Öffentliche Bitcoin-Mining-Unternehmen reduzierten ihre kollektive Hashrate im zweiten Quartal um 13,4 %, wie Branchendaten zeigen. Gleichzeitig stiegen die Erlöse aus KI- und Hochleistungsrechenzentren (HPC) deutlich stärker an als die Einnahmen aus dem Kryptomining.
Der Rückgang der Rechenleistung – ein Mass für die gesamte Verarbeitungsleistung zur Validierung von Bitcoin-Transaktionen – spiegelt eine strategische Neuausrichtung der Betreiber wider. Immer mehr Miner setzen ihre Energie- und Rechenzentrumsinfrastruktur für KI-Workloads ein, die höhere Margen und stabilere Erlösströme bieten als das volatile Kryptomining.

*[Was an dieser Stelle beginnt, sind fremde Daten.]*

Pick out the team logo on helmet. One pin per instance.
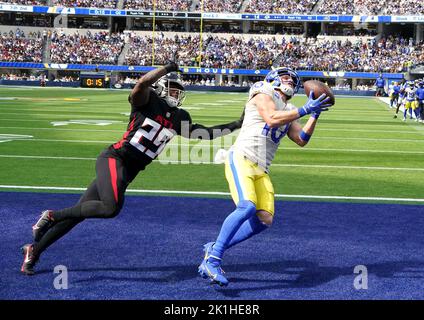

Marathon Digital, einer der grössten öffentlichen Bitcoin-Miner, verzeichnete im Quartal einen Rückgang der Hashrate um 24 %, während gleichzeitig Ressourcen in KI-Rechenzentrumsprojekte umgeschichtet wurden. CEO Fred Thiel begründete diesen Schritt mit den "überlegenen wirtschaftlichen Rahmenbedingungen" in der KI-Infrastruktur – trotz der jüngsten Kurssteigerungen von Bitcoin.
Auch Riot Platforms passte seine operative Ausrichtung an und reduzierte die Hashrate um 12 %. Gleichzeitig stieg der Anteil der Erlöse aus KI- und HPC-Aktivitäten auf 15 % des Gesamtumsatzes im zweiten Quartal, gegenüber 8 % im Vorquartal. Branchenanalysten beobachten eine Beschleunigung dieses Trends, da Miner angesichts steigender Energiekosten und regulatorischer Herausforderungen nach Diversifizierung streben.
Ein kleinerer Kreis von Minern, darunter CleanSpark und Cipher Mining, setzte weiterhin auf den Ausbau der Bitcoin-Kapazitäten. Sie verwiesen dabei auf das langfristige Vertrauen in die Sicherheit des Bitcoin-Netzwerks und die betriebliche Effizienz. CleanSpark steigerte seine Hashrate im Quartal um 8 %, während Cipher Mining seine Rechenleistung um 5 % erhöhte.
Die divergierenden Strategien unterstreichen die sich wandelnden wirtschaftlichen Rahmenbedingungen im Bitcoin-Mining: Energieintensive Operationen stehen zunehmend in Konkurrenz zur Nachfrage nach Rechenleistung durch KI-Anwendungen. Auch Betreiber von Rechenzentren profitieren vom wachsenden KI-Einsatz in Unternehmen, was den Wettbewerb um günstigen Strom in für das Mining zentralen Regionen weiter verschärft.
Analysten von Bernstein schätzen, dass KI-Rechenzentren bis 2027 bis zu 4,5 % des globalen Stromverbrauchs ausmachen könnten – gegenüber rund 2 % im Jahr 2023. Dies verschärft den Wettbewerb um Energie in Regionen, die für das Bitcoin-Mining von zentraler Bedeutung sind.
Der Wandel geht einher mit einer breiteren Branchenkonsolidierung, da kleinere Miner mit den Skaleneffekten und der Effizienz von KI-integrierten Betreibern kaum noch mithalten können. Öffentliche Miner, die nicht in KI oder HPC diversifiziert haben, stehen unter zunehmendem Druck, ihre Kosten zu optimieren – andernfalls drohen weitere Hashrate-Reduktionen.